Cedar City » A sophomore at Valley High School collapsed and died after being hit in the torso with a baseball while practicing with the school's team.
Kane County sheriff Chief Deputy Tracy Glover said Jeff Wood, 15, who lived in Alton, was standing in center field behind second base at the school in Orderville on Wednesday night when he was hit in the torso, possibly the chest, and dropped to the ground.
Glover said the boy's father, Jim Wood, is the principal of the southern Utah school and was one of the emergency responders to the scene.
Glover said the town's emergency medical technicians were in a nearby training session when the call came in at 6:15 p.m. and responded in two minutes.
Resuscitation efforts had already begun when EMTs arrived, but the boy could not be revived.
"There was every opportunity to save him," said Glover. "They started CPR on him within 30 seconds."
Glover said the boy had complained of a side ache before he took to the field, but Glover did not know if that was related to the teen's death.

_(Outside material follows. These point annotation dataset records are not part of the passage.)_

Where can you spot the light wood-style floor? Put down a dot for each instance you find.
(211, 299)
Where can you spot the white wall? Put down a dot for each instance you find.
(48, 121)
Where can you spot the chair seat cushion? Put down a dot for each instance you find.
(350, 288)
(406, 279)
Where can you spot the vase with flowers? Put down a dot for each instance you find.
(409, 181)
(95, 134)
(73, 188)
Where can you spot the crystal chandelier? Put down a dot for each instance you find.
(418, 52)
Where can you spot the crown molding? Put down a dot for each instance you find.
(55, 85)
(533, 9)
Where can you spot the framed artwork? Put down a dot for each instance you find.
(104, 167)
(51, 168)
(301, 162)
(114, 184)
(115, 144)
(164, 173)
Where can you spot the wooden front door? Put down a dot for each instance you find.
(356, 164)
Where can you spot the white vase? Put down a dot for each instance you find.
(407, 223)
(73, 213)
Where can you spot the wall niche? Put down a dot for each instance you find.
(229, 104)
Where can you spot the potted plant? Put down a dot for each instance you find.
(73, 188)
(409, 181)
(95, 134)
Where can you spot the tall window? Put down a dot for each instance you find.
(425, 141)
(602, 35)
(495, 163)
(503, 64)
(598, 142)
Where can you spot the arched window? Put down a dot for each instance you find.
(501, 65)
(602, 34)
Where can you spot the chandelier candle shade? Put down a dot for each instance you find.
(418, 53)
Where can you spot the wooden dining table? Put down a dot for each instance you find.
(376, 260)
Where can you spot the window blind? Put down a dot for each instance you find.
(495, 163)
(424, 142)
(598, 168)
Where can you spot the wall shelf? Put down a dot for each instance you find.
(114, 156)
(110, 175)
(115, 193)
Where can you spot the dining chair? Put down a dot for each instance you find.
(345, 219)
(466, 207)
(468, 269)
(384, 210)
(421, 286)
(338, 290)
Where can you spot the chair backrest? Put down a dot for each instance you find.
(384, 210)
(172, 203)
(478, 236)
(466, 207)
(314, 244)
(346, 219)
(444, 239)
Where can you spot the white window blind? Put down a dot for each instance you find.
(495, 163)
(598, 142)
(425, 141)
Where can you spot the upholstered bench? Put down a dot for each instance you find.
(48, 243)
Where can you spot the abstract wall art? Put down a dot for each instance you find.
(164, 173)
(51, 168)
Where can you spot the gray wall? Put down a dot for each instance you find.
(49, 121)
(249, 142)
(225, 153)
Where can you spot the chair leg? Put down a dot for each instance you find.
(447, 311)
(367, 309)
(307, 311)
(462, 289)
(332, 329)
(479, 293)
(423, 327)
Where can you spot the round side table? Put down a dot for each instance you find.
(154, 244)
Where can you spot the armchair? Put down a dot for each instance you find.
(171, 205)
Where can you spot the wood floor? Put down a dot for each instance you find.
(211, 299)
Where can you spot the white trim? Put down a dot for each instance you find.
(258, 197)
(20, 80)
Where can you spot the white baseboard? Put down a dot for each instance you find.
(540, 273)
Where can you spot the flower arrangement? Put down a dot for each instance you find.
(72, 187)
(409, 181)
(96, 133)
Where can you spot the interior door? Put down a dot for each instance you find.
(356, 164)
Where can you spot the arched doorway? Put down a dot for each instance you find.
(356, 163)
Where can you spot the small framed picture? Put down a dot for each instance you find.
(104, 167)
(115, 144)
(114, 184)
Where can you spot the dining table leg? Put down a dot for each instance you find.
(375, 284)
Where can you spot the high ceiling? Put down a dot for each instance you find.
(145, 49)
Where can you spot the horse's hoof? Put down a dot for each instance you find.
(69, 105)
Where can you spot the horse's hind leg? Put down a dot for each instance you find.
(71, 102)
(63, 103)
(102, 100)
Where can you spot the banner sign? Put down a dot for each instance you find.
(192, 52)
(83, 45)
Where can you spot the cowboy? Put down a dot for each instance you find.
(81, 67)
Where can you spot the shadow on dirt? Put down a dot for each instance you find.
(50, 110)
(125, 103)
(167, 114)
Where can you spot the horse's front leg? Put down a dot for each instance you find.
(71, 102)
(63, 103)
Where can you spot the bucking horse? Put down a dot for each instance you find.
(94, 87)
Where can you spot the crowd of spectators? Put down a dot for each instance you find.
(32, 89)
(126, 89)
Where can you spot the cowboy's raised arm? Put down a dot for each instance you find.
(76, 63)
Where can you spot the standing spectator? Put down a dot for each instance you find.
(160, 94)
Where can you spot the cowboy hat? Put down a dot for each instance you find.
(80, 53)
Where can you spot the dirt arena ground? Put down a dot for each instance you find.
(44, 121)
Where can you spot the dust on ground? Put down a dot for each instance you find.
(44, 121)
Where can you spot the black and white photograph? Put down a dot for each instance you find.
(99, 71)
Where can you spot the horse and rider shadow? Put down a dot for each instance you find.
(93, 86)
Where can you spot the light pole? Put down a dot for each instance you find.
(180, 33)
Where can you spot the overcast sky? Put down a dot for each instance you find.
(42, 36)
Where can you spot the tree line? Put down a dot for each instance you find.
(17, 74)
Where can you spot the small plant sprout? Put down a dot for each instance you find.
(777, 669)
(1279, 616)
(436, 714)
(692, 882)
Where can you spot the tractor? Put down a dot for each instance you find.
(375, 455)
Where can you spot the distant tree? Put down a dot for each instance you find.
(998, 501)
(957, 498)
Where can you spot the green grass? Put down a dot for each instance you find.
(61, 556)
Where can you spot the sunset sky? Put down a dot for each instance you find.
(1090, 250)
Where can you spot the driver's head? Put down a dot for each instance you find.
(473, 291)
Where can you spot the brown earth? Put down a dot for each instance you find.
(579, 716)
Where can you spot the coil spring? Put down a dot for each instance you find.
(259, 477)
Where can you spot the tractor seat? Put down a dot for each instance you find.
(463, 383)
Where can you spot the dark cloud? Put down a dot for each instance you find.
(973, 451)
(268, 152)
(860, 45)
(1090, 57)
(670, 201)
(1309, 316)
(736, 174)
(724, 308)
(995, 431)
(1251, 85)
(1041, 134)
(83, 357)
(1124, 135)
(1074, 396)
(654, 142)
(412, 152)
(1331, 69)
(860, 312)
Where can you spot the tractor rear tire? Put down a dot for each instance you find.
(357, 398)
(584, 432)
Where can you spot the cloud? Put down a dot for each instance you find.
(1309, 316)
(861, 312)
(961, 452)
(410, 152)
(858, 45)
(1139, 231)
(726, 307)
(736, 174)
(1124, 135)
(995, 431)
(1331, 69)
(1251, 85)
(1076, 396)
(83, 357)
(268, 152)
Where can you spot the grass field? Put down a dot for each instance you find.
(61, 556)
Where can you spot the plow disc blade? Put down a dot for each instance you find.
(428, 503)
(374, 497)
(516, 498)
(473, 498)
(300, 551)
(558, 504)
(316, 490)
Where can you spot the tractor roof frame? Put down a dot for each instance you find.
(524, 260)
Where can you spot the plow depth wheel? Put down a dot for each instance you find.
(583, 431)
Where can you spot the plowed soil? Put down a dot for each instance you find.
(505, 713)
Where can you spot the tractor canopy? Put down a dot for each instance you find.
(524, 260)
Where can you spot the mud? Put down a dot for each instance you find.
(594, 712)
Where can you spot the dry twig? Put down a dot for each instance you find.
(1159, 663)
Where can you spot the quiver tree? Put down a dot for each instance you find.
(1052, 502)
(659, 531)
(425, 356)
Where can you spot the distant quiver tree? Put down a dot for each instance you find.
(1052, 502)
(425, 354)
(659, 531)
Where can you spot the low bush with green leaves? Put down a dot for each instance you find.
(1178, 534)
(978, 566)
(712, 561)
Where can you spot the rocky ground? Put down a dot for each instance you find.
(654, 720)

The boy's body was sent to the medical examiner's office in Salt Lake City for an autopsy to determine the cause of death.
His grandmother, Joy Heaton, described Jeff as the oldest of six children and a "fun loving kid" who had just earned his Eagle Scout badge. He was also on the school basketball team.
"He had started a lawn
She said Jeff was also a good friend to the elderly people in the small community of Alton. "He tried hard to do what's right and will be missed for sure," Heaton said. "It's hard to lose a grandson."
She said Jeff complained of a side ache before practice, but went anyway. "I don't know if that means anything," she said. "We'll just have to wait and see what the autopsy says."
The last reported death of a Utah high school player struck by a baseball was Ryan Nielsen, 17. Nielsen was practicing pitching for Copper Hills High School in West Jordan in August 2004 when the batter hit a line drive that struck Nielsen in the neck, rupturing his carotid artery.
According to the American Academy of Pediatrics (AAP), deaths in children from being struck by a baseball are rare. Between 1973 and 1995, there were an average of four deaths per year in the U.S., 41 percent of them from heart injuries caused by a ball striking them in the chest.
Children 15 and younger appear more vulnerable to blunt chest impact because their thoraxes may be more elastic and more easily compressed, according to research cited by the AAP.